Node Condition Description
OutOfDisk True if there is insufficient free space on the node for adding new pods, otherwise False
Ready True if the node is healthy and ready to accept pods, False if the node is not healthy and is not accepting pods, and Unknown if the node controller has not heard from the node in the last 40 seconds
MemoryPressure True if pressure exists on the node memory – that is, if the node memory is low; otherwise False
DiskPressure True if pressure exists on the disk size – that is, if the disk capacity is low; otherwise False
NetworkUnavailable True if the network for the node is not correctly configured, otherwise False
ConfigOK True if the kubelet is correctly configured, otherwise False

Pod management strategy of StatefulSet

Kubernetes 1.7+, StatefulSet began to support Pod Management Policy configuration, providing the following two configurations:

  • OrderedReady , the default management strategy of StatefulSet's Pod, is to deploy, delete, and scale one by one and in sequence, which is also the default strategy.
  • Parallel , which supports parallel creation or deletion of all Pods under the same StatefulSet, and does not wait for the previous operation one by one to ensure success before proceeding to the next Pod. In fact, there are very few scenarios where this management strategy is used.

Update strategy for StatefulSet

The StatefulSet's update strategy ( .spec.updateStrategy.typespecified by ) supports the following two:

  • OnDelete , the meaning is the same as Deployment's OnDelete strategy, everyone should be familiar with it, so I won't introduce it much.
  • RollingUpdate , the rolling update process is roughly the same as Deployment, the difference is:
    • Equivalent to Deployment's maxSurge=0, maxUnavailable=1 (in fact, StatefulSet does not have these two configurations)
    • The process of rolling update is ordered (reverse order), the index is performed one by one from N-1 to 0, and the next Pod creation must be the previous Pod Ready, and the next Pod deletion must be the previous Pod shutdown and completely deleted as a premise.
    • Supports rolling update of some instances, some not updated, .spec.updateStrategy.rollingUpdate.partitionspecify an index demarcation point by.
      • All Pods with ordinal greater than or equal to the value specified by partition will be rolled over.
      • All Pods with ordinal less than the value specified by partition will remain unchanged.

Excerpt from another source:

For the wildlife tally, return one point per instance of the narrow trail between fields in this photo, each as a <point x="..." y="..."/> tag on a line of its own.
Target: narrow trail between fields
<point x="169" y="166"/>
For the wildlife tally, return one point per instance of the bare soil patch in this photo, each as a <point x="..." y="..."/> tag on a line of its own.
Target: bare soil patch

Even if these Pods are recreated, they will be created according to the original pod template and will not be updated to the latest version.
      • In particular, if the value of partition is greater than the expected number of replicas N of the StatefulSet, then no rolling update of any Pods will be triggered.

Thinking: What happens if a Pod fails to update when the StatefulSet is rolled over?